He strolled into the room and quietly laid his books on a desk. Class would begin in about three minutes; soon the teacher would be droning on about something utterly irrelevant to his life. Entirely removed from his surroundings, the small plastic gadgets in his ears piped in the words that resounded repeatedly in his head, chorusing the ideas that he has heard about sex and violence and crime—and women. Vulgarities and obscenities that had always been forbidden in mainstream American media were now a daily part of his life—a ritual—since he was six years old.
He could play that rap refrain in his brain without the assistance of an iPod, one of the most popular play toys known to post-9/11 teenagers. But the iPod somehow gave him power. The iPod increased his status. He had become the latest of the Boomers’ grandchildren to use a technology the Boomers had only dreamed of: music you choose, music you take with you, music you listen to at your whim! American high schools and middle schools, however, have not joined the hippest of all music generations in promoting the iPod craze; very few school officials condone them, allow them, or use them.
The acceptance of iPods in American secondary schools has grown tantamount to the acceptance of the small transistor radios of the 1960s, when kids snuck them into schools in order to hear the World Series (played during the daytime back then). Those radios existed—they were certainly there—but most school officials simply shrugged their shoulders in a quasi acceptance of the new technology of the time. It had become the old, “If you can’t beat ’em, join ’em” attitude. And was listening to the World Series—America’s Pastime, after all—really that bad?

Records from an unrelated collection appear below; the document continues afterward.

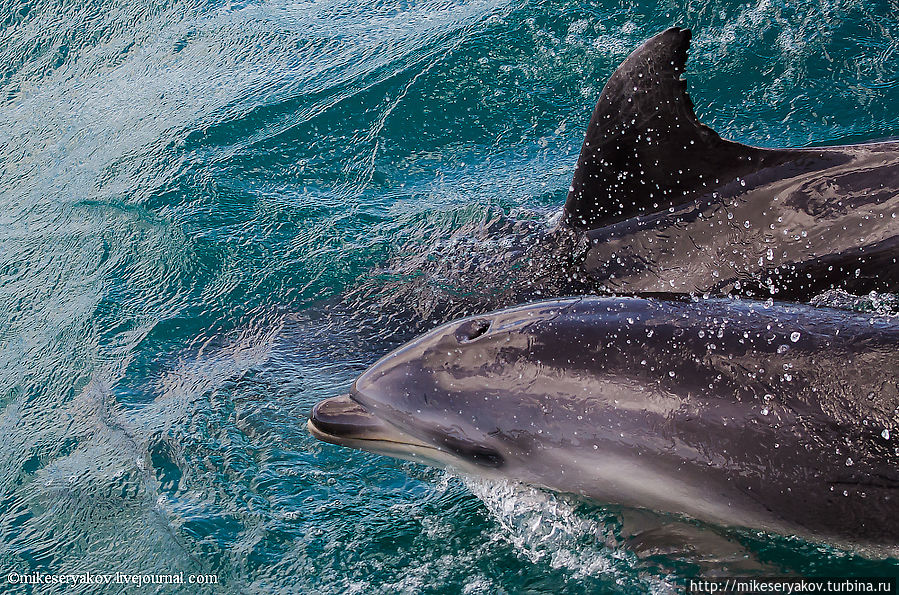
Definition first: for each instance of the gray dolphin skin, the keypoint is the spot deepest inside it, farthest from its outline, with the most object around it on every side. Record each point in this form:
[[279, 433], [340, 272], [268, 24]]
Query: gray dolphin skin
[[666, 205], [773, 416], [660, 202], [764, 415]]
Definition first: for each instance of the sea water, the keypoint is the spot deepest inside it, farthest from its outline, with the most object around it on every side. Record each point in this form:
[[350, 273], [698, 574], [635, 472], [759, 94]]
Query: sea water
[[188, 187]]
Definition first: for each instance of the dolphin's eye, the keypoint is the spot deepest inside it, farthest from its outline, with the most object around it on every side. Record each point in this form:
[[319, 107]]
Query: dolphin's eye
[[471, 330]]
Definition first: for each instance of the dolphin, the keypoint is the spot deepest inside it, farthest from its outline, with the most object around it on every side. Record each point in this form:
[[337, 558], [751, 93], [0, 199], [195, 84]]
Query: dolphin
[[659, 202], [665, 204], [771, 416]]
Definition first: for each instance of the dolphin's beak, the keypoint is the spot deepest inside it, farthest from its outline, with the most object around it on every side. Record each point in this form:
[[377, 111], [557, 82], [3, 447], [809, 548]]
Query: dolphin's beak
[[342, 421]]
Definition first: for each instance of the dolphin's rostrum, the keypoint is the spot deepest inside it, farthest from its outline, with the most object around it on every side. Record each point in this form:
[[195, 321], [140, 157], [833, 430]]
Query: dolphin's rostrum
[[764, 415], [771, 416]]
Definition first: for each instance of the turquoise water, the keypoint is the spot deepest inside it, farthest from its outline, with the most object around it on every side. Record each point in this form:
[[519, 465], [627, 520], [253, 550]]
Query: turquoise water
[[187, 189]]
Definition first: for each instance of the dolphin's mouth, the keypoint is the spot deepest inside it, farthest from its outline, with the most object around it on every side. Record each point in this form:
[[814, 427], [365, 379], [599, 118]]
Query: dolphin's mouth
[[342, 421]]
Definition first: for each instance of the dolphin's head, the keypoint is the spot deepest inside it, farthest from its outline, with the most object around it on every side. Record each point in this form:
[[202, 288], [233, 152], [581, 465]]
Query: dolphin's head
[[453, 397]]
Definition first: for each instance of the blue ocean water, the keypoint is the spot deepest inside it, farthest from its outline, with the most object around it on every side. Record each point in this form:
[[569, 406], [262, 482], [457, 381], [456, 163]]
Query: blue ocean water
[[186, 189]]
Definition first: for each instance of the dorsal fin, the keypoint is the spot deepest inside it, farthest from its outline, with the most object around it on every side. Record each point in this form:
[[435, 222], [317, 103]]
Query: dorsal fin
[[645, 150]]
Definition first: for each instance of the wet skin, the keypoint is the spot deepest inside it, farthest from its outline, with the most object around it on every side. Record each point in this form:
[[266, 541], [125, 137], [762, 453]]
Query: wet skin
[[774, 417], [705, 408], [661, 203]]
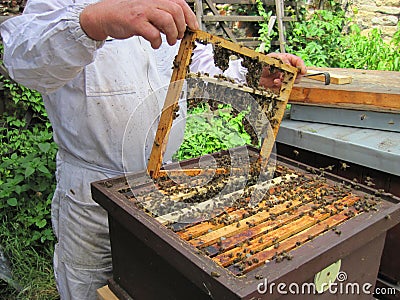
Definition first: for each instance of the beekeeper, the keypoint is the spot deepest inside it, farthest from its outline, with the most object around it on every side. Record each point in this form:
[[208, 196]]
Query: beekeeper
[[97, 65]]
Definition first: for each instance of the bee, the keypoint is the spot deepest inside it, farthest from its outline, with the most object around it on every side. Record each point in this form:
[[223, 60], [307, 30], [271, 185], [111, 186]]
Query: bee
[[215, 274]]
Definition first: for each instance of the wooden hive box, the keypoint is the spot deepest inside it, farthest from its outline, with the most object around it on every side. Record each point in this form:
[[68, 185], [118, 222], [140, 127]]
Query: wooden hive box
[[236, 250], [250, 221]]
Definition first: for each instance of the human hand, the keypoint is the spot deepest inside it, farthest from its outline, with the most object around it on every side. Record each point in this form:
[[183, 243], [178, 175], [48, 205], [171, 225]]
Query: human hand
[[274, 79], [122, 19]]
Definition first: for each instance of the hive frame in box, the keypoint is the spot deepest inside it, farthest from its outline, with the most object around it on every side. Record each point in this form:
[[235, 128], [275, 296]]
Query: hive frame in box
[[147, 254], [180, 73]]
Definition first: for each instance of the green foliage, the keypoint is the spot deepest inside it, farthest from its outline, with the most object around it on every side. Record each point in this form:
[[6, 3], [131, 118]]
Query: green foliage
[[322, 41], [27, 183], [369, 52], [32, 270], [207, 132], [27, 166], [265, 35], [317, 40]]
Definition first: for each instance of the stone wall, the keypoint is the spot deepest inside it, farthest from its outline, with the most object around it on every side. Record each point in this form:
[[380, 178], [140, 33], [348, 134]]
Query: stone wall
[[382, 14]]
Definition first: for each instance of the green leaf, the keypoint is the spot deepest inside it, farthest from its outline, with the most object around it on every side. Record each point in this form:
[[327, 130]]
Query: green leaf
[[44, 147], [43, 169], [41, 223], [12, 201], [29, 171]]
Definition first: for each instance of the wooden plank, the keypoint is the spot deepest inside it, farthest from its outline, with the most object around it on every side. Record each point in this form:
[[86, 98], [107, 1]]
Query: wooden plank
[[181, 67], [206, 205], [369, 90], [282, 233], [192, 172], [104, 293], [239, 18], [233, 18], [334, 78], [170, 104], [300, 238], [255, 232]]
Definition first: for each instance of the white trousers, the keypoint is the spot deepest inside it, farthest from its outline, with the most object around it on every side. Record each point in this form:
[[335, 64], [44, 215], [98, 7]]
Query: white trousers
[[82, 256]]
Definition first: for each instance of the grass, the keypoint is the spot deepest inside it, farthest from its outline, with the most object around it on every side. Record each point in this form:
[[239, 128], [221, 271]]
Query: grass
[[32, 270]]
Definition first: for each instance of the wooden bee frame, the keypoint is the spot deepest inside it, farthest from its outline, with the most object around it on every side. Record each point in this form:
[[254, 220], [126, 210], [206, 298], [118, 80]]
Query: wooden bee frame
[[222, 49], [196, 262]]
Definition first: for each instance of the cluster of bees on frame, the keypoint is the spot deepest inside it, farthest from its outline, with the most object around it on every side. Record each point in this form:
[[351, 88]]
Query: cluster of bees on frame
[[222, 201], [261, 103], [300, 194]]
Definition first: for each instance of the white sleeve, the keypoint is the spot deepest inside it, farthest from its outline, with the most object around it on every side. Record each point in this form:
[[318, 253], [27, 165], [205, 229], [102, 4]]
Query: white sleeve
[[45, 47]]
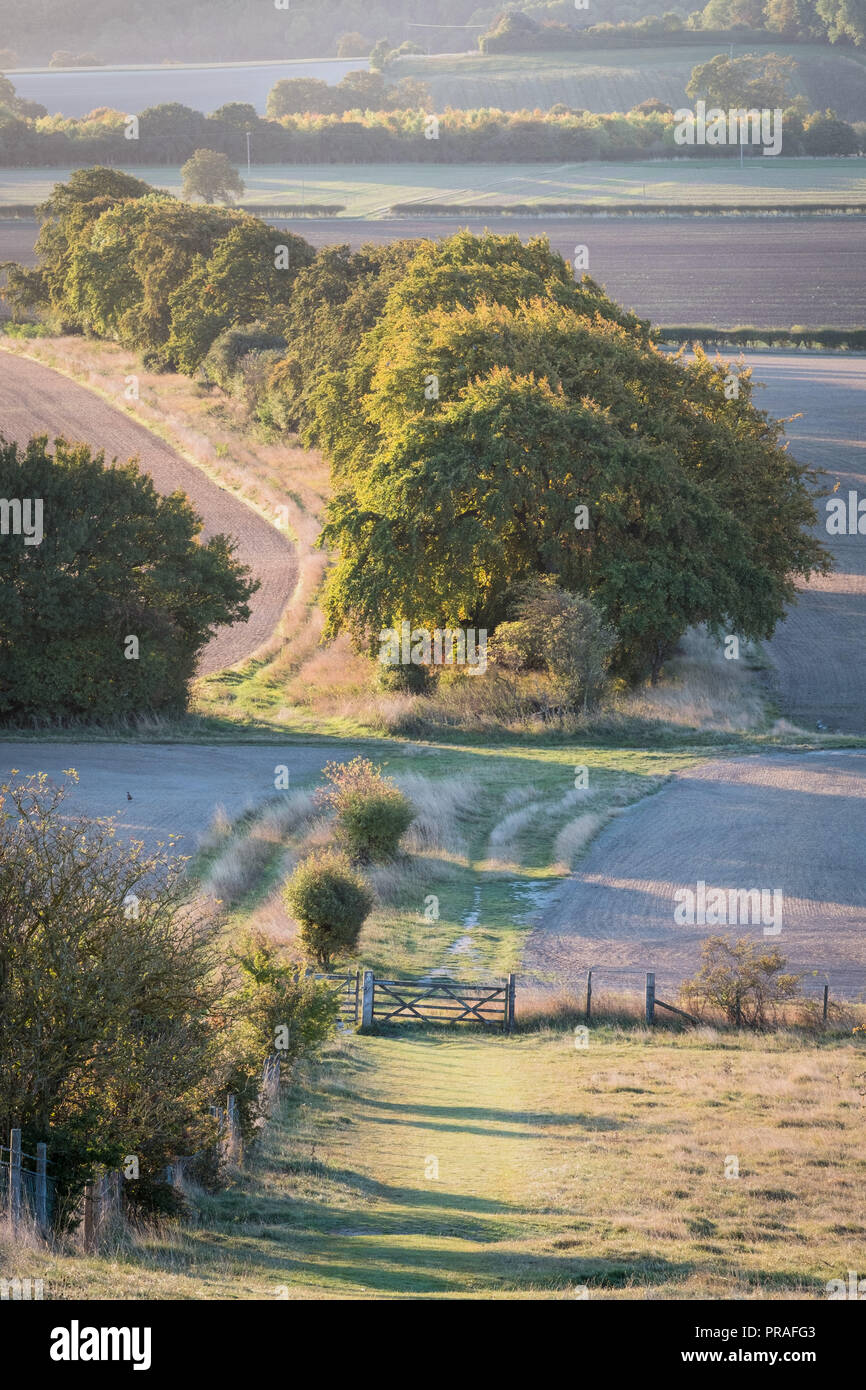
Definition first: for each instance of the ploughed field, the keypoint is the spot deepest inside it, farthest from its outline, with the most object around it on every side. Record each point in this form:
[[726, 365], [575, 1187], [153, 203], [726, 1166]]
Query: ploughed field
[[773, 273], [35, 401]]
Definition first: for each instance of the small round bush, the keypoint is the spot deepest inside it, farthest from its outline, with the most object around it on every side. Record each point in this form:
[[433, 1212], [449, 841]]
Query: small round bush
[[409, 680], [331, 904], [371, 826]]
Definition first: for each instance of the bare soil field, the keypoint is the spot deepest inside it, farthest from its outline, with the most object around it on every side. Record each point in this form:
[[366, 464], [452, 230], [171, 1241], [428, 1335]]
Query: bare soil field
[[36, 401], [790, 822], [818, 652], [773, 273], [174, 788]]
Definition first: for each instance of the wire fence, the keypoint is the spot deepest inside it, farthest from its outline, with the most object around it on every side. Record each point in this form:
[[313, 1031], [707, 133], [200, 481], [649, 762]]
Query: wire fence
[[28, 1190]]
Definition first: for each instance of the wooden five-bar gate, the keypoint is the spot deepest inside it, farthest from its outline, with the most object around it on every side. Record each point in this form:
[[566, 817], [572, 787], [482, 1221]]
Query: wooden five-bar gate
[[435, 1000]]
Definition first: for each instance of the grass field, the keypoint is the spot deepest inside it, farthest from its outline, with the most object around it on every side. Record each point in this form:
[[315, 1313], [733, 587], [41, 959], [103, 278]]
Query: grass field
[[619, 78], [370, 189], [527, 1168]]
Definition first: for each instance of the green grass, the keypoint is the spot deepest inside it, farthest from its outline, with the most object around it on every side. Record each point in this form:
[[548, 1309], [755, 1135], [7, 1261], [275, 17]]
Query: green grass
[[370, 189], [478, 1166], [487, 893], [616, 79]]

As a teacher, I loathe the use of iPods at school for three main reasons:
1. They disrupt the kids’ concentration. Students should be thinking about what’s happening at school—ideas about algebra, government, and Whitman—not Snoop Dog’s latest bout in jail or Eminem’s most recent confrontation with guns and cops. At the very least, they should be looking at the school’s “Vision Statement”—no one can figure out its significance—that is plastered on the walls of every classroom.
2. They lose them. Bureaucratic nightmares over lost iPods tend to thwart the benefits of being ever-connected to the woes of young convicts who lament about their bitches standing them up and their homies talking shit to them.
3. They scare me. Not literally frighten, but just knowing—or having a good idea—what is being heard in those earphones at any precise moment is enough to rattle my nerves. I might try denying my most subjective assumptions and pretend as though my students were listening to the Righteous Brothers, but I have a feeling I won’t be fooling myself for long.